The Bay State has a lot to be proud of this June. It’s National LGBTQ Pride Month, and in addition to being the first state to legalize gay marriage and hosting it’s 44th annual gay pride parade earlier this month, Massachusetts is home to two cities that have been named among some of the most LGBTQ-friendly in the country.
Boston and Worcester were included in Vocativ.com’s Queer Index List: The 35 Most LGBT-Friendly Cities in America. Boston came in ranking no. 18 while Worcester was no. 26. Other New England cities fared well, too: Providence, Rhode Island sits at number 13, and Hartford and New Haven, Connecticut are ranked at 12 and 31, respectively.
Vocativ compiled the list using 32 data sets to consider 16 factors, ranging from “livability indicators like same-sex marriage laws and the rate of hate crimes, to lifestyle metrics like the concentration of out singles and the availability of hookup opportunities.” Both Massachusetts cities were given four stars for state marriage legislation and adoption laws for same sex couples.

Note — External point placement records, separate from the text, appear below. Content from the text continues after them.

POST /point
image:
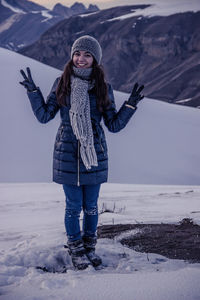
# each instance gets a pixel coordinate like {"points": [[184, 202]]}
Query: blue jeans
{"points": [[77, 198]]}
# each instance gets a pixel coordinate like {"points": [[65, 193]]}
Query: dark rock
{"points": [[180, 241]]}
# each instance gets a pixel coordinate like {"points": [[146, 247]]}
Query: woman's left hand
{"points": [[135, 96]]}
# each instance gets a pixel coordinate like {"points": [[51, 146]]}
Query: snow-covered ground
{"points": [[32, 234], [160, 144]]}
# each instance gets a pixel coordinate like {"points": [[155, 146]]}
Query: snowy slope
{"points": [[32, 234], [160, 145]]}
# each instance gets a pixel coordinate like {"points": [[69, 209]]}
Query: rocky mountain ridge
{"points": [[22, 22], [160, 52]]}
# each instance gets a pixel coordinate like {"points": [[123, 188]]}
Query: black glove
{"points": [[135, 96], [28, 83]]}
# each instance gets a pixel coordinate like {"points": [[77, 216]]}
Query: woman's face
{"points": [[82, 59]]}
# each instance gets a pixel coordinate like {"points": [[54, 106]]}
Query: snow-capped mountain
{"points": [[160, 144], [162, 52], [22, 22]]}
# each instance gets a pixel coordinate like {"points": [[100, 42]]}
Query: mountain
{"points": [[160, 144], [22, 22], [162, 52]]}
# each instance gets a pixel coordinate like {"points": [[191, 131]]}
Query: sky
{"points": [[101, 3]]}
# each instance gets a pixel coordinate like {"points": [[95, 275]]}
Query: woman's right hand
{"points": [[28, 82]]}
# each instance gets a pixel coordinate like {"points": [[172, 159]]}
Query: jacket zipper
{"points": [[78, 164], [102, 148]]}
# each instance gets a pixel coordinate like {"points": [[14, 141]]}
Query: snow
{"points": [[32, 234], [14, 9], [9, 22], [161, 142], [159, 145], [89, 14], [45, 13]]}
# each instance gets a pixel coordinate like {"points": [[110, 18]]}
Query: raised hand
{"points": [[28, 82], [135, 96]]}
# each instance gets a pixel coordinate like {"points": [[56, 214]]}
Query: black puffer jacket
{"points": [[68, 167]]}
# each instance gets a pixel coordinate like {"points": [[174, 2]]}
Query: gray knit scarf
{"points": [[80, 115]]}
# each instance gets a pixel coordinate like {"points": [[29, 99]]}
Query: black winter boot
{"points": [[89, 245], [78, 255]]}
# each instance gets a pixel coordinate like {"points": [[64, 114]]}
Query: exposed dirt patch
{"points": [[180, 241]]}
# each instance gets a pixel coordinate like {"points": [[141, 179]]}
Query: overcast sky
{"points": [[101, 3]]}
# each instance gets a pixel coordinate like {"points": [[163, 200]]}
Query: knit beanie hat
{"points": [[90, 44]]}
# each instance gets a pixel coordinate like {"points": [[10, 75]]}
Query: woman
{"points": [[80, 160]]}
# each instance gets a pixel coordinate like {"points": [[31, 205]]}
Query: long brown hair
{"points": [[100, 88]]}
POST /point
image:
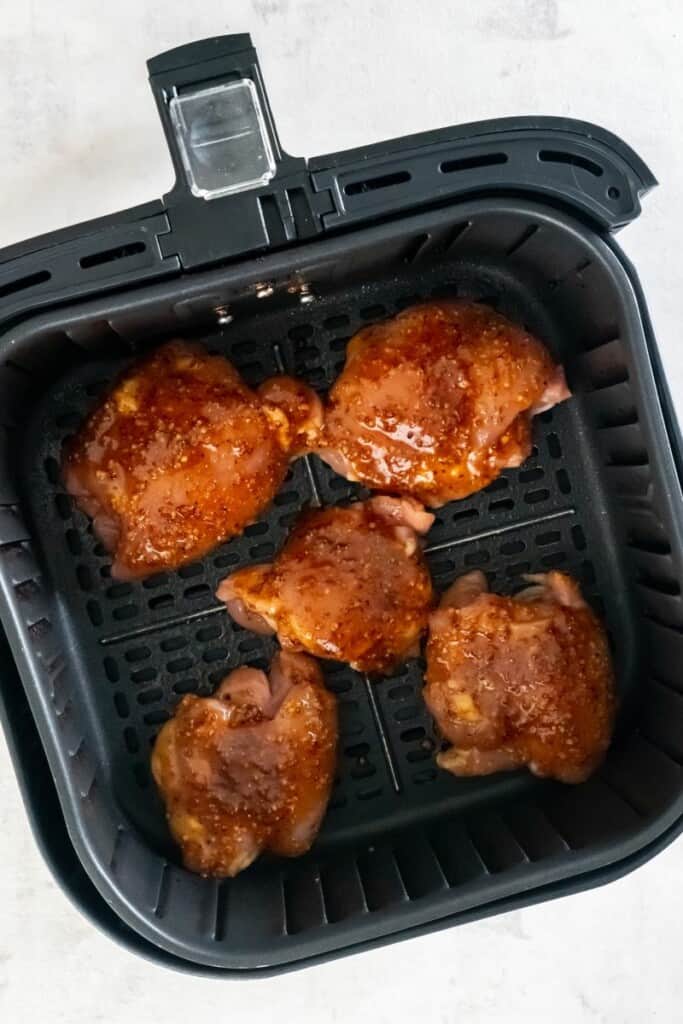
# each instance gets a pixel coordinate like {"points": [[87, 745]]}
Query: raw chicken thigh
{"points": [[523, 681], [251, 768], [350, 584], [436, 401], [181, 455]]}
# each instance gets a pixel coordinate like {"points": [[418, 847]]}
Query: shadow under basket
{"points": [[403, 845]]}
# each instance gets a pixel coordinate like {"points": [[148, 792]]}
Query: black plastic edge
{"points": [[473, 129], [199, 51]]}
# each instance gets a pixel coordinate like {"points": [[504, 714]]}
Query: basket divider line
{"points": [[312, 482], [164, 624], [377, 715]]}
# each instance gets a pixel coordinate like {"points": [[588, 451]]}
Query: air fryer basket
{"points": [[403, 845]]}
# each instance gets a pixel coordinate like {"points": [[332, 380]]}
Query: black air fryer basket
{"points": [[276, 262]]}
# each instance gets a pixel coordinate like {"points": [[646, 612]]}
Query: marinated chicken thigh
{"points": [[437, 400], [523, 681], [350, 584], [181, 455], [249, 769]]}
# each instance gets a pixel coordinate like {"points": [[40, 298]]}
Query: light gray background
{"points": [[79, 137]]}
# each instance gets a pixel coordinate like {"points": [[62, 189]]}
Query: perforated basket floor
{"points": [[402, 842]]}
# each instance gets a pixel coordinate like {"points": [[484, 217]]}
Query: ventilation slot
{"points": [[111, 255], [535, 833], [497, 845], [419, 868], [23, 283], [304, 907], [273, 222], [571, 159], [342, 889], [373, 184], [457, 855], [470, 163], [381, 880], [525, 237]]}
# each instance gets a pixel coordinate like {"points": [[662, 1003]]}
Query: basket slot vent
{"points": [[458, 857], [472, 163], [342, 889], [20, 284], [571, 159], [254, 908], [381, 879], [643, 775], [419, 867], [111, 255], [304, 904], [498, 847], [538, 838]]}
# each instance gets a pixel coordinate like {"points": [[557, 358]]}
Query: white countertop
{"points": [[80, 137]]}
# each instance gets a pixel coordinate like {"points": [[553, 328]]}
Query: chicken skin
{"points": [[435, 402], [181, 455], [523, 681], [350, 584], [251, 768]]}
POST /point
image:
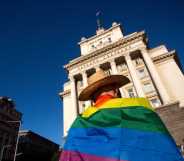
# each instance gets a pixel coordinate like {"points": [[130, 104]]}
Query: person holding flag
{"points": [[117, 129]]}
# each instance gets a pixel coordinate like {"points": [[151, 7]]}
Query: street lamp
{"points": [[16, 146], [2, 150]]}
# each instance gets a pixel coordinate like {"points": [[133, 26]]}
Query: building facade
{"points": [[33, 147], [9, 127], [155, 73]]}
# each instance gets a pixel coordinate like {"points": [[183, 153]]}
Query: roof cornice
{"points": [[123, 41]]}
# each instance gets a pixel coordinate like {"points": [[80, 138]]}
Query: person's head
{"points": [[106, 90], [101, 83]]}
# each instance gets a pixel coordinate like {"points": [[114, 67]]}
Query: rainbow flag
{"points": [[122, 129]]}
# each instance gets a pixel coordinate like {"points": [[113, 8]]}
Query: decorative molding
{"points": [[164, 57], [110, 50], [64, 93]]}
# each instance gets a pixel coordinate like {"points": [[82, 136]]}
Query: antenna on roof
{"points": [[99, 20]]}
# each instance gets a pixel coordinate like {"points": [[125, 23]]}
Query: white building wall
{"points": [[68, 114], [173, 79]]}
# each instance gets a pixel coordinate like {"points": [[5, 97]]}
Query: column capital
{"points": [[127, 57], [71, 77]]}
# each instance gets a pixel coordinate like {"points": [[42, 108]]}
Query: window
{"points": [[122, 67], [93, 46], [141, 73], [109, 40], [108, 72], [155, 102], [79, 83], [138, 61], [148, 87], [131, 92]]}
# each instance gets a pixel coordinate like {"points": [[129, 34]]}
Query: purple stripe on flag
{"points": [[77, 156]]}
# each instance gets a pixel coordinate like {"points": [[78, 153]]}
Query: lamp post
{"points": [[2, 150], [17, 141]]}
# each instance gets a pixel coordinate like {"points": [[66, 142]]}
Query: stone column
{"points": [[74, 107], [115, 71], [85, 84], [134, 77], [155, 76]]}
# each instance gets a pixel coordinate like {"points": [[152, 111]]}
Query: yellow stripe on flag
{"points": [[119, 103]]}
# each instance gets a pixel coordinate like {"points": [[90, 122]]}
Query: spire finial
{"points": [[99, 20]]}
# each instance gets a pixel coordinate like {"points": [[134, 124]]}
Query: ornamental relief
{"points": [[107, 56]]}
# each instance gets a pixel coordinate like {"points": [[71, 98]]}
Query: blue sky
{"points": [[38, 37]]}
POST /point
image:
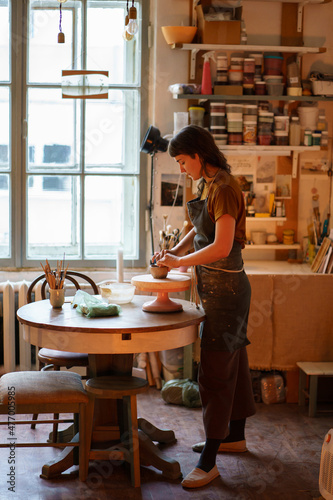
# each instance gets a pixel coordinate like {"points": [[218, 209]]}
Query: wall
{"points": [[263, 20]]}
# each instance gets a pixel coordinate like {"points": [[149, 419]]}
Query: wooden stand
{"points": [[162, 303]]}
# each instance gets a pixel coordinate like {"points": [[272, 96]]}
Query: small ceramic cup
{"points": [[57, 297], [158, 272]]}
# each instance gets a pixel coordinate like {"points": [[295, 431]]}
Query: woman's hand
{"points": [[167, 259]]}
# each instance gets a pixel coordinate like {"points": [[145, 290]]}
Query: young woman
{"points": [[218, 236]]}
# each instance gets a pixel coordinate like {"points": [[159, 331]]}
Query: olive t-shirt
{"points": [[226, 197]]}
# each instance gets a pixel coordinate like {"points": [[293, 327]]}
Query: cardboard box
{"points": [[217, 32], [228, 90]]}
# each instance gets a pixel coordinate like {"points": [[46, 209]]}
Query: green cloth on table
{"points": [[92, 306]]}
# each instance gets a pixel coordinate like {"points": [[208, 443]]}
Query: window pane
{"points": [[53, 216], [112, 133], [106, 47], [47, 57], [4, 129], [111, 216], [5, 217], [52, 130], [4, 41]]}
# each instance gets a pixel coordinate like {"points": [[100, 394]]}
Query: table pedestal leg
{"points": [[151, 455]]}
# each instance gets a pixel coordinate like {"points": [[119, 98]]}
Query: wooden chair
{"points": [[123, 388], [44, 392], [53, 359]]}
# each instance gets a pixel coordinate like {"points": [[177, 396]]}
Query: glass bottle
{"points": [[295, 132]]}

“Beantown has managed to hold on to its title as a top pick for many a gay New England settler. It has a great spread of bars and cultural events, and it’s hardly lacking when it comes to the dating pool,” according to the Queer Index List.
Vocativ data shows that 4.4 percent of adults in Massachusetts are gay or lesbian, and the city ranks 6th in terms of LGBT bars and clubs per 100,000 people. Despite getting the nod for its friendliness, Boston came in first of the 35 listed cities for gay hate crimes per capita.
The study calls Worcester “a city protective of its local queer community (no hate groups), as well as those abroad; the [Worcester] LGBT Asylum Support Task Force works to help individuals seeking political asylum in the U.S. based on their sexual orientation or gender identity.”
Provincetown did not make the list.
Nationwide, Los Angeles and New York snagged first and second place, followed by San Francisco and Des Moines, Iowa.
Vocativ noted: “While we tried to be fully inclusive, we were limited by available numbers on bisexual and trans folks for some of our categories.”
See the entire list here.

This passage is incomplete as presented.